With that groundwork completed, we can now look at the RETURN command to see how it works.
Here's the code:
004246 005046 CLR -(SP) 004250 012704 MOV #20000, R4 004254 104534 TRAP 134 004256 001424 BEQ 4330 004260 012700 MOV #17777, R0 004264 104514 TRAP 114 004266 001403 BEQ 4276 004270 010316 MOV R3, (SP) 004272 005723 TST (R3)+ 004274 000773 BR 4264 004276 012603 MOV (SP)+, R3 004300 001413 BEQ 4330 004302 011300 MOV (R3), R0 004304 040400 BIC R4, R0 004306 005200 INC R0 004310 012704 MOV #2, R4 004314 104520 TRAP 120 004316 020027 CMP R0, #1 004322 001677 BEQ 4122 004324 104474 TRAP 74 004326 000736 BR 4224 004330 104411 TRAP 11
Let's see how this works.
004246 005046 CLR -(SP) 004250 012704 MOV #20000, R4
First, a zero word is pushed onto the stack and the value 20000 is moved into R4.
004254 104534 TRAP 134 004256 001424 BEQ 4330
TRAP 134 is then used to position R3 to the beginning of the runtime state storage. If TRAP 134 sets the zero flag then control branches to address 4330, which is the error.
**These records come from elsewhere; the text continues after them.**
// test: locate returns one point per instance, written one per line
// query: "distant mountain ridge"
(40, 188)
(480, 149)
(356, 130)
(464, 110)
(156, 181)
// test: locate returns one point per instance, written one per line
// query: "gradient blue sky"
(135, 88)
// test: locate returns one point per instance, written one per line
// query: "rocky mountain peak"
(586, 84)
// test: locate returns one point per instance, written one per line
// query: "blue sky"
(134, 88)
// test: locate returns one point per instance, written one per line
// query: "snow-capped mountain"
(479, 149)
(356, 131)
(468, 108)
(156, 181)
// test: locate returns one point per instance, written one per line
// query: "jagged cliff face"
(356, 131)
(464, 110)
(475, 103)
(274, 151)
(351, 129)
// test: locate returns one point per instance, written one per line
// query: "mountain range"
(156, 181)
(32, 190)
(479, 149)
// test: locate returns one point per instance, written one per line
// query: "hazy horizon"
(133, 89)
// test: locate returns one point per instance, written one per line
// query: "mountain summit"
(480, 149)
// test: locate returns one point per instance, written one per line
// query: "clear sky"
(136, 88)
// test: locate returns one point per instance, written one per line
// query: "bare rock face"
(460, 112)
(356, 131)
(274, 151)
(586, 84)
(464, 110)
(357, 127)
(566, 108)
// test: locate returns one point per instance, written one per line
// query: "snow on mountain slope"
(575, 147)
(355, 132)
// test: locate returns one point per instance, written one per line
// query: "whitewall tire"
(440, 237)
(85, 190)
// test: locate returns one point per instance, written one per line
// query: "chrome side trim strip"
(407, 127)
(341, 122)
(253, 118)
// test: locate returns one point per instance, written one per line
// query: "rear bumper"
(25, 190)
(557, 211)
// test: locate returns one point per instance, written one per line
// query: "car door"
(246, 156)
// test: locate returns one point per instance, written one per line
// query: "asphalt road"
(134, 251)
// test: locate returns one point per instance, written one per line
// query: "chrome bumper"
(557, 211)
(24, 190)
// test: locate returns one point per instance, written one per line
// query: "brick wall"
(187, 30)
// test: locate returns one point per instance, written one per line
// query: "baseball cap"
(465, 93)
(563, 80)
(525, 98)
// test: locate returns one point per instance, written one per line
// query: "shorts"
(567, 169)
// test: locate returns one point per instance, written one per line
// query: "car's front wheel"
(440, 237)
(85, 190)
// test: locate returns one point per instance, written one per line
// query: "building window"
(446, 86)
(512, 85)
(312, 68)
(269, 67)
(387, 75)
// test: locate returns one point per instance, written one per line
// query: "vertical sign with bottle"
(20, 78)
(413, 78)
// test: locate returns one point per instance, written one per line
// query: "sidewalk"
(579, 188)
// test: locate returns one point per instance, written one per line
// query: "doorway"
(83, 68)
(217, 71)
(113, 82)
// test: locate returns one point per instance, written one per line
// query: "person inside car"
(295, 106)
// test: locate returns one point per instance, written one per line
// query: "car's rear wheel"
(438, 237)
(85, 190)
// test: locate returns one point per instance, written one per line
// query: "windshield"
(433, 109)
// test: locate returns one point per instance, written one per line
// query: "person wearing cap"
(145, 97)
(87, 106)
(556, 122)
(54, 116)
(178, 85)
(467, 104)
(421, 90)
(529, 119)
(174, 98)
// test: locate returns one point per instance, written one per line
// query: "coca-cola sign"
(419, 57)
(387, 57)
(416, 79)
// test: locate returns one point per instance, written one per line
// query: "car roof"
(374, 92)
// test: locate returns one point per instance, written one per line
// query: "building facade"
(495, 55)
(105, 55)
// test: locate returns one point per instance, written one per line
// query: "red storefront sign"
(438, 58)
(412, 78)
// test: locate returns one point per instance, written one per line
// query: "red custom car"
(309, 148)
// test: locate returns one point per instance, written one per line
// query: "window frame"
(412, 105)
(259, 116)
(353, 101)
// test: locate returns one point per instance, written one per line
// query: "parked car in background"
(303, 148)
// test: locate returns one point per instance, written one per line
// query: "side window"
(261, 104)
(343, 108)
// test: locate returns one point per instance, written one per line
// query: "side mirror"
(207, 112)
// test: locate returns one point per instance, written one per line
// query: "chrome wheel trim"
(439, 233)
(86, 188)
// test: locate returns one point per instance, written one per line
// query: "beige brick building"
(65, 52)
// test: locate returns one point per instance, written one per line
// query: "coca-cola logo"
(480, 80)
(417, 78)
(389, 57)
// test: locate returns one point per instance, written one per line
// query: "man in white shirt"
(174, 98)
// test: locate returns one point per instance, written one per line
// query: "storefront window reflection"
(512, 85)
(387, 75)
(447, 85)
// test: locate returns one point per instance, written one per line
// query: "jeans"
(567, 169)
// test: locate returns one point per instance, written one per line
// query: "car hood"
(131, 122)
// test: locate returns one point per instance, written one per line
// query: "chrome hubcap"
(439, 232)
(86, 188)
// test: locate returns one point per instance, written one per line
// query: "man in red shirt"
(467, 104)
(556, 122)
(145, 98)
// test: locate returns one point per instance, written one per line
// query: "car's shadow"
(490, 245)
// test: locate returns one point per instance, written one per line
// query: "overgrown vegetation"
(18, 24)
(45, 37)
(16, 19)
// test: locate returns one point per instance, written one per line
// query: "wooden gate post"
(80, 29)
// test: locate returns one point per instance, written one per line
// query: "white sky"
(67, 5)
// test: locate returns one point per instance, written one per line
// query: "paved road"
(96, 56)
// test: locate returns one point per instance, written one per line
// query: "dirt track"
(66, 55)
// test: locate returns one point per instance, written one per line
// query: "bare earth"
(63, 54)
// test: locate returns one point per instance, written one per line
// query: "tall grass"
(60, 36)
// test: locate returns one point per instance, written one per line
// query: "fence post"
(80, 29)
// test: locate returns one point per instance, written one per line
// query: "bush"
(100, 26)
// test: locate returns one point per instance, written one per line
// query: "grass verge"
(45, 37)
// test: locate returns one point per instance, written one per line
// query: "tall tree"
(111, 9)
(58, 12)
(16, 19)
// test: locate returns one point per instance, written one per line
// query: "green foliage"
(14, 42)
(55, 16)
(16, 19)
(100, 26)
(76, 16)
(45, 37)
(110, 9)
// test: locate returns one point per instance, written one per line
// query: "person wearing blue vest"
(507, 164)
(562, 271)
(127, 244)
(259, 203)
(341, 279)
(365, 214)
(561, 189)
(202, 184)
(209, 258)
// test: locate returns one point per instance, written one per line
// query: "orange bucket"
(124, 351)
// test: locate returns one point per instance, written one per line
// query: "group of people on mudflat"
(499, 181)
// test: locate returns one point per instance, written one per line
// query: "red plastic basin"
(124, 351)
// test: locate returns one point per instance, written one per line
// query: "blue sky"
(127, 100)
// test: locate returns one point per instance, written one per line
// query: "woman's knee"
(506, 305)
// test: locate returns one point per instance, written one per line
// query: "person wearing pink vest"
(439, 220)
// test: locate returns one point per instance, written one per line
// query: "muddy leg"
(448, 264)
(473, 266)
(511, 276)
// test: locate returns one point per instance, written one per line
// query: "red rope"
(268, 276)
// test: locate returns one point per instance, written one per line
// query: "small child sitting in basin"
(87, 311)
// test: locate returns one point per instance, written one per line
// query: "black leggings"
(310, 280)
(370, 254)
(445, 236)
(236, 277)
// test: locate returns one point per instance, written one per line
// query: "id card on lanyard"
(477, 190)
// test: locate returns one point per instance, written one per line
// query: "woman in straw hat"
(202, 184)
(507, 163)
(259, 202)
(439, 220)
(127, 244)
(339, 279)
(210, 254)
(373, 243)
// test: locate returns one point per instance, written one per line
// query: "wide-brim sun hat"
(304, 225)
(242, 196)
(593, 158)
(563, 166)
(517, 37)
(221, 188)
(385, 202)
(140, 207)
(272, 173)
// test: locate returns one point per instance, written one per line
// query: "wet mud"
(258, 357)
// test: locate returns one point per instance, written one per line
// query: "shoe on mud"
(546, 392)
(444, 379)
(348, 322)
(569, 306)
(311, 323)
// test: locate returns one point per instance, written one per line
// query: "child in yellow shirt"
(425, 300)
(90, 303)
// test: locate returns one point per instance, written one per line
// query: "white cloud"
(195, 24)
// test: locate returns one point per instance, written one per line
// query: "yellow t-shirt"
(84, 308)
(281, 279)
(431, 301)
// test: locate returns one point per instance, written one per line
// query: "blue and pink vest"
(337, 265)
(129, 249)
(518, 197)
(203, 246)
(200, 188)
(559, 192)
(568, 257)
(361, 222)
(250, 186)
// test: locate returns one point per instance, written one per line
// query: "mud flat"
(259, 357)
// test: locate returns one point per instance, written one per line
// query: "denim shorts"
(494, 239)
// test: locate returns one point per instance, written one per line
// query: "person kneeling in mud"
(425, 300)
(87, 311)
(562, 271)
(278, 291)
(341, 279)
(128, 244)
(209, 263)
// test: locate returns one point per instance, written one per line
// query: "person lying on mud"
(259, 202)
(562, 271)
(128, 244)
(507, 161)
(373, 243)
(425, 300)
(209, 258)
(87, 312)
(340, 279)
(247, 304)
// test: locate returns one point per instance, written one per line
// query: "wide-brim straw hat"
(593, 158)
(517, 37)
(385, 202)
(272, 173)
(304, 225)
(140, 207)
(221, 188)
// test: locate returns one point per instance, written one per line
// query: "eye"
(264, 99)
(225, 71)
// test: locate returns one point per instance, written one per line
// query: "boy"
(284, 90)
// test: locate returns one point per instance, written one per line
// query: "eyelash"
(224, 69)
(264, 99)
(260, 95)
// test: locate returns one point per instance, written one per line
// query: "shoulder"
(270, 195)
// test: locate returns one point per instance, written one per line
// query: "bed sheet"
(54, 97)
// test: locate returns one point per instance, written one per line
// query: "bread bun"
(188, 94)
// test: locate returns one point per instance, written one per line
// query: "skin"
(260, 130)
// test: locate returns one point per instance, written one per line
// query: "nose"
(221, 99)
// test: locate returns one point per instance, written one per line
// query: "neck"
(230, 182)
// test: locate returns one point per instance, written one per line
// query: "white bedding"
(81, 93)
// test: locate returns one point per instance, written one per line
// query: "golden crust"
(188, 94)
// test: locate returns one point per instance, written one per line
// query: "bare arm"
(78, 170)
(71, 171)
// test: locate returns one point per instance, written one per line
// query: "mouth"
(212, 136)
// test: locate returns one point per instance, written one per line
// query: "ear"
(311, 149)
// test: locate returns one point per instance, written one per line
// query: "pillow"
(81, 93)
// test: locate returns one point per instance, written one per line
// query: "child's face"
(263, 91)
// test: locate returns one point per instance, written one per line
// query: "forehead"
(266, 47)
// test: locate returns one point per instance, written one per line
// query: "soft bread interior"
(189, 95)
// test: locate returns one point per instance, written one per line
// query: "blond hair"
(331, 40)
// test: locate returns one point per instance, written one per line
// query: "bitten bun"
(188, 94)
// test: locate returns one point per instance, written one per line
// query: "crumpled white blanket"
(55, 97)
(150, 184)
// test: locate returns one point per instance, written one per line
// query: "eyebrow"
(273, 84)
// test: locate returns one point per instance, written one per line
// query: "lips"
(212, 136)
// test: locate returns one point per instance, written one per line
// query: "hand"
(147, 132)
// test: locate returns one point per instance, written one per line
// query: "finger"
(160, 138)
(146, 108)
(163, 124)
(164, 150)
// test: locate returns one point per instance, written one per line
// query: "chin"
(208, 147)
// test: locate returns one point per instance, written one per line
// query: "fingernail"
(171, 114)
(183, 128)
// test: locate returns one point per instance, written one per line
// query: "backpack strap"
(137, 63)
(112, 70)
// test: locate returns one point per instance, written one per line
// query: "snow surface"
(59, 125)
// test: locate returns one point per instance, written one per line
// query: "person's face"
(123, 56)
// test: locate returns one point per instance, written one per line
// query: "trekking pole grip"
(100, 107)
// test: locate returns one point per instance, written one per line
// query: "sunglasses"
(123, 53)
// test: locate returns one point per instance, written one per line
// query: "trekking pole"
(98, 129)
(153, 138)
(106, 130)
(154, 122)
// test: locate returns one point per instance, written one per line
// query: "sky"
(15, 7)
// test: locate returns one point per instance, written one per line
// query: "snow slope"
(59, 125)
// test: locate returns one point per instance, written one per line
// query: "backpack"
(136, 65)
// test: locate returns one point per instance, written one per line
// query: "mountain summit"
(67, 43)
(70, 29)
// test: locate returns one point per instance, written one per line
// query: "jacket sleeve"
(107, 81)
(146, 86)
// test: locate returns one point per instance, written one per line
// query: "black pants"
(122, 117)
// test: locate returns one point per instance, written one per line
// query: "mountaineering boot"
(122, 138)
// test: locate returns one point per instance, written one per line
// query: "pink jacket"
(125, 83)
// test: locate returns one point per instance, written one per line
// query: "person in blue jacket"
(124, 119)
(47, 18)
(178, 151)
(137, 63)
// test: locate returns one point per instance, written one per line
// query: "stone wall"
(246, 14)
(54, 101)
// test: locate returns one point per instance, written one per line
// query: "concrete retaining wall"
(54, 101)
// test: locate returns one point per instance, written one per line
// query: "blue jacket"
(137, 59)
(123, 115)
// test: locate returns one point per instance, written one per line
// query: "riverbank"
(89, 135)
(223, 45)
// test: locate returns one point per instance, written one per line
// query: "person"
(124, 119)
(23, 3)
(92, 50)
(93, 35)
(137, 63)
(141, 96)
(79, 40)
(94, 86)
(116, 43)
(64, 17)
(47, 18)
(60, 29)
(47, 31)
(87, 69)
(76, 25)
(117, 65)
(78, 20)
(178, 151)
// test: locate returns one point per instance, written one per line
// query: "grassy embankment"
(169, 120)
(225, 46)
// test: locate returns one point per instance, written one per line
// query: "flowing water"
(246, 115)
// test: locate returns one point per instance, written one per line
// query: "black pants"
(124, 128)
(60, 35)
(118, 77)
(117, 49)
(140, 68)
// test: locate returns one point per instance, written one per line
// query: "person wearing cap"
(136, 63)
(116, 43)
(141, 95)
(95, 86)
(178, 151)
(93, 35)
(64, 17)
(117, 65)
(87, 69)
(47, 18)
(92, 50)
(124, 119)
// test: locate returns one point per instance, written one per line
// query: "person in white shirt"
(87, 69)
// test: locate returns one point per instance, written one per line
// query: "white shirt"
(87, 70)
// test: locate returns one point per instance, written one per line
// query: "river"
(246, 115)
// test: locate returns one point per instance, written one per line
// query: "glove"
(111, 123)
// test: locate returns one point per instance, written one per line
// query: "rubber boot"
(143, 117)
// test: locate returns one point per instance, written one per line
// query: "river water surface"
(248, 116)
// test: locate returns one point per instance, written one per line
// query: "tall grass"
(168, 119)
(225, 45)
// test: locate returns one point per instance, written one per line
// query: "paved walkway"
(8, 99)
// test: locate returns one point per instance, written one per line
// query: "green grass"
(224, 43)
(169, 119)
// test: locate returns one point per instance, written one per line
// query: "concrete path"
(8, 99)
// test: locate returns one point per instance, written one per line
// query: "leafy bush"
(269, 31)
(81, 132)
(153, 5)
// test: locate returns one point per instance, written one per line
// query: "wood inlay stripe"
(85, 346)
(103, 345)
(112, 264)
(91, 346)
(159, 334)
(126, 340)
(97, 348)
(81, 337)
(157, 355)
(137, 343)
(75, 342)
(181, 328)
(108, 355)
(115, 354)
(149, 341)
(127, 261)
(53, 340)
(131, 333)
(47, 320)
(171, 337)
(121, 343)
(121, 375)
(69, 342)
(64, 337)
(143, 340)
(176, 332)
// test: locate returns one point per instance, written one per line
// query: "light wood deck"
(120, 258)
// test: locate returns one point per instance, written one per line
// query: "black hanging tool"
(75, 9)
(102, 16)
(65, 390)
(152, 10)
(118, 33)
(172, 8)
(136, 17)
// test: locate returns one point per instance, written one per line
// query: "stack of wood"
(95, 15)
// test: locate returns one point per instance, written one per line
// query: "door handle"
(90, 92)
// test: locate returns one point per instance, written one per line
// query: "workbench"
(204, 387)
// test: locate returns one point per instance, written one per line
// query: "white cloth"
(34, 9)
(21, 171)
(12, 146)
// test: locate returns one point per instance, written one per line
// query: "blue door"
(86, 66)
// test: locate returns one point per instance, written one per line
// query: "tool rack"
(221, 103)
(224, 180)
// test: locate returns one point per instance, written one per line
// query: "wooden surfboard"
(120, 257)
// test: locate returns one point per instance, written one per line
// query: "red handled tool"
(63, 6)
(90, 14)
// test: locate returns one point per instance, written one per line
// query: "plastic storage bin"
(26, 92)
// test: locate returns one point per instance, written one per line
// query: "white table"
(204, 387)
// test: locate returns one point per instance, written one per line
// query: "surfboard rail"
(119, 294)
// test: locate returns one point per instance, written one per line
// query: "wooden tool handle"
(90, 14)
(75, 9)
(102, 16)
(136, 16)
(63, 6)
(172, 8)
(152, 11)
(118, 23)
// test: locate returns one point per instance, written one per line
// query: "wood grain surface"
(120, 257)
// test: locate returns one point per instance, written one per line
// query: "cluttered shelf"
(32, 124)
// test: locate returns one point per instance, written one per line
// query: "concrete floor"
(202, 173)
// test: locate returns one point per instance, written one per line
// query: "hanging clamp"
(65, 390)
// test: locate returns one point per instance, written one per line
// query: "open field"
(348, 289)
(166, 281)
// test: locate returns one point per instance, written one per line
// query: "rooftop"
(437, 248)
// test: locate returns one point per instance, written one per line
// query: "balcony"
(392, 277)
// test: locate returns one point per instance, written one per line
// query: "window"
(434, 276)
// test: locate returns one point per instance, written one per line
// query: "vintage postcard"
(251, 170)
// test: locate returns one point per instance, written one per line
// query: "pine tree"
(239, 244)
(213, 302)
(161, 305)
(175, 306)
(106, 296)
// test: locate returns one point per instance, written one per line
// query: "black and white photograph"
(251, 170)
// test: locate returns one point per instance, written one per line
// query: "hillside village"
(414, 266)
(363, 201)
004260 012700 MOV #17777, R0
The value 17777 is moved into R0.
004264 104514 TRAP 114 004266 001403 BEQ 4276
TRAP 114 is used to locate a return address in the runtime state storage. Return addresses have a "type" of 20000. The mask value of 17777 will mean that any runtime state entry with a "type" of 20000 will be returned. Since R3 contains the address of the beginning of the runtime state, the first return address in the runtime state will be returned.
If the zero flag is set, meaning that a matching value was not found in the runtime state, control jumps to address 4276.
004270 010316 MOV R3, (SP) 004272 005723 TST (R3)+ 004274 000773 BR 4264
Otherwise, the return address identified in the runtime state is moved to the zero word pre-pushed onto the stack. The address at R3 is tested and incremented.
Control then branches back up to address 4264 to read another return address from the runtime state. This is because GOSUBs can be nested within each other, so there may be more than one return address in the runtime state.
The return address we are looking for is the one that was added to the runtime state last. So, the code loops looking for return addresses until no more can be found (i.e. TRAP 134 fails to find an entry and sets the zero flag) and then the return address that is used is the one that was most recently found, which will be stored at the top of the stack.
004276 012603 MOV (SP)+, R3 004300 001413 BEQ 4330
Once the test to locate another return address fails, control continues at address 4276. The value from the top of the stack (the most recently identified return address) is popped into address R3. If this value is zero, a return address has not been found and therefore an error is generated by branching to 4330.
004302 011300 MOV (R3), R0 004304 040400 BIC R4, R0 004306 005200 INC R0
The value of the return address, stored at memory address R3, is moved into R0. The bit clear command (BIC) is used to remove the 20000 from the return address value, leaving just the line number of the GOSUB command. This value is then incremented.
004310 012704 MOV #2, R4 004314 104520 TRAP 120
These next two lines are used to delete the return address from the runtime state. TRAP 120 will delete the number of bytes specified in R4 from the runtime state at the location specified in R3.
004316 020027 CMP R0, #1 004322 001677 BEQ 4122
The value in R0 is compared to 1, which would indicate that the return address was zero, in which case control branches to 4122. This will clear the currently executing line of the program (by clearing memory address 13660) and then jumping to the syntax parsing loop.
004324 104474 TRAP 74 004326 000736 BR 4224 004330 104411 TRAP 11
Otherwise, TRAP 74 is used to get the next line in the program after the value specified in R0. When this returns, R1 will point at the next line to be executed in the program code area. Then, control branches back to the syntax parsing loop.
The TRAP 11 is used in case of errors, as described above.